Following the setting up of an official Kuwait stock exchange in 1997, the United Arab Emirates is now the only country in the GCC that does not have an official stockmarket. But potential investors, impatient at the delay, have gone ahead with a succession of public share issues despite not having an adequate financial infrastructure that a bourse would give. Fifty per cent of the shares traded on the unofficial stock exchange in the UAE are those of the forty eight banks of the UAE, another third is made up by the shares of the national telecoms company Emirates Telecommunications Company (Etisalat) and the rest is made up of public offerings such as the Abu Dhabi Islamic bank, Emaar properties, the Oasis International Leasing Company, Dubai investments, the National Corporation for Tourism and Hotels and Dubai National Insurance. All shares are sold through nine licensed brokers within the Emirates.

The UAE's unofficial stockmarket had a capitalisation in 1997 of above twenty one billion dollars, making it the third highest after Saudi Arabia and Kuwait. It accounts for seventeen per cent of the GCC total of one hundred and twenty eight billion. Having seen unprecedented growth of over sixty per cent over the last twelve months according to the Emirates Bank Group index, who monitor UAE stock transactions.

With the unofficial stock market doing so well, there is a temptation for investors and potential investors to risk much more than they can afford to finance stock purchases, which they see as a quick and easy way of increasing their wealth. This is evidenced by the fact that nearly a third of all recent public offerings, have been financed by bank loans taken out by individuals, who, are anxious not to miss what is seemingly a quick way of making a profit, are investing in these new stock offerings.

This is very worrying, for should the market to decline and share values fall below the initial purchase price, many people will find they will not be able to repay their loans or meet their interest payments.
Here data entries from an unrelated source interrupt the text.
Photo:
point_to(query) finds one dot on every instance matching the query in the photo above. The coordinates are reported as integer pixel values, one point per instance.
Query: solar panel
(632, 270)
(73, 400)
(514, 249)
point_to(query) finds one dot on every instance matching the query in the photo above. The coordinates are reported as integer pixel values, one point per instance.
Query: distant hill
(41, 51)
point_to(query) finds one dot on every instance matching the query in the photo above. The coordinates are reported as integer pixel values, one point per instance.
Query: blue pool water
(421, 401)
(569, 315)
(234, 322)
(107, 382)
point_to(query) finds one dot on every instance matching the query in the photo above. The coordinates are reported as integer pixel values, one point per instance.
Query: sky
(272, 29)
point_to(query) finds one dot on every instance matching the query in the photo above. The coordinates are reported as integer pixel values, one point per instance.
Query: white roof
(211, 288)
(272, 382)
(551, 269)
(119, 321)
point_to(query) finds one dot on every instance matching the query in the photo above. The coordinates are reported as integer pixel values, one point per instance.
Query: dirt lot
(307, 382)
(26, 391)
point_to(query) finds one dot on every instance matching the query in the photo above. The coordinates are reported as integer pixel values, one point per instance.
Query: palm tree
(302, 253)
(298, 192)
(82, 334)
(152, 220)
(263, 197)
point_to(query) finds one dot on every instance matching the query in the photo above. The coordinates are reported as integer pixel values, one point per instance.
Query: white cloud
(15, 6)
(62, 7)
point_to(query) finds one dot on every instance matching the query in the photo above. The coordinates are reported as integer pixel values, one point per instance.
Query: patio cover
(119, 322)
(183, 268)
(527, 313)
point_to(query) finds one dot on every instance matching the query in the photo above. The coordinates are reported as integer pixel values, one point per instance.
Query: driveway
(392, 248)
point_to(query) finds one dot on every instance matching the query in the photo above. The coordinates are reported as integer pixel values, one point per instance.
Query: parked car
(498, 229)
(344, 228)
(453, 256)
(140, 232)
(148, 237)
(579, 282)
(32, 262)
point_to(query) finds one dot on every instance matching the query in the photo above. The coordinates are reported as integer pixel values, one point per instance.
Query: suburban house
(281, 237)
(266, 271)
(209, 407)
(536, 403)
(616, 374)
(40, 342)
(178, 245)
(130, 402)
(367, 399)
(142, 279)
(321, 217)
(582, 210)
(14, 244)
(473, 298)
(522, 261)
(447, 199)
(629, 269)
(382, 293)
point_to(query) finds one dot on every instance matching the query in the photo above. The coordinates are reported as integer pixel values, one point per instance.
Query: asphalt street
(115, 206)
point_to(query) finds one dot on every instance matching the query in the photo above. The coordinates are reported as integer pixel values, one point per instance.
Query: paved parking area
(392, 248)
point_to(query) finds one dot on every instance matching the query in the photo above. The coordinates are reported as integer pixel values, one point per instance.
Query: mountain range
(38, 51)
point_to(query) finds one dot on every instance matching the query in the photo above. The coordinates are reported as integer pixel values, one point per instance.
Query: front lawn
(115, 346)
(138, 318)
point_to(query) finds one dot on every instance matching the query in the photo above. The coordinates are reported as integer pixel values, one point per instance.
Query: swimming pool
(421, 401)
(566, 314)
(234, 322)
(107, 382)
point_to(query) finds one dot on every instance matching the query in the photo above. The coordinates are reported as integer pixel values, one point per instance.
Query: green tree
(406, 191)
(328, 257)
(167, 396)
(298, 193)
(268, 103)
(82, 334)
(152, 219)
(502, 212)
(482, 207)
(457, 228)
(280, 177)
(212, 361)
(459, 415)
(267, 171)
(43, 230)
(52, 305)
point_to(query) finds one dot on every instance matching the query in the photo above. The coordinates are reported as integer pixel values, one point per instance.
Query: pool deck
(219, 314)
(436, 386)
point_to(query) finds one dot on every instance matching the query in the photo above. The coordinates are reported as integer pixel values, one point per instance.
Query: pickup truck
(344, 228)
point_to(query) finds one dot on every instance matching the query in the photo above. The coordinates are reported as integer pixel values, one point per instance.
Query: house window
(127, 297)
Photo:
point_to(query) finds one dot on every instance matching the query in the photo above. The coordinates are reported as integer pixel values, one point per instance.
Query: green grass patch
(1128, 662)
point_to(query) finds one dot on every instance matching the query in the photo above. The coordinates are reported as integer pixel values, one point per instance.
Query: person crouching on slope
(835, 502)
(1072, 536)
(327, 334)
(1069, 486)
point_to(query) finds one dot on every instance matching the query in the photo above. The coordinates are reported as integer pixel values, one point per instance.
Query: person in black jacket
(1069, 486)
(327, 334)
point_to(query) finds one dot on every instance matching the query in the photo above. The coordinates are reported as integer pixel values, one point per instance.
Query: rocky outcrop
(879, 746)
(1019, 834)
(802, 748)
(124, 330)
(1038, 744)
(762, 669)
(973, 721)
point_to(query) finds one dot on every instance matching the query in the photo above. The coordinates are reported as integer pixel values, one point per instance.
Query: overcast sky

This would lead banks to make make larger provisions for bad debt, bearing in mind that they to are quoted stocks too, this will undoubtedly lead to a further decline in the value of shares on the unofficial exchange.

While it is no bad thing to want to invest for the future, it is non-the-less wise to do so prudently, therefore the sooner a formal stockmarket is established with proper regulation, full transparancy and the outlawing of credit based dealings is established the better. Otherwise the insufficiency of information, insider trading and credit transactions that are a feature of the current unofficial stockmarket may create an investment bubble that could burst. leaving many ordinary citizens with bad debts and cause the economy to slow.

Let us not forget The Souq Al Manakh crisis in Kuwait in the 1980's that was caused by some of the same factors we are beginning to see here in the UAE.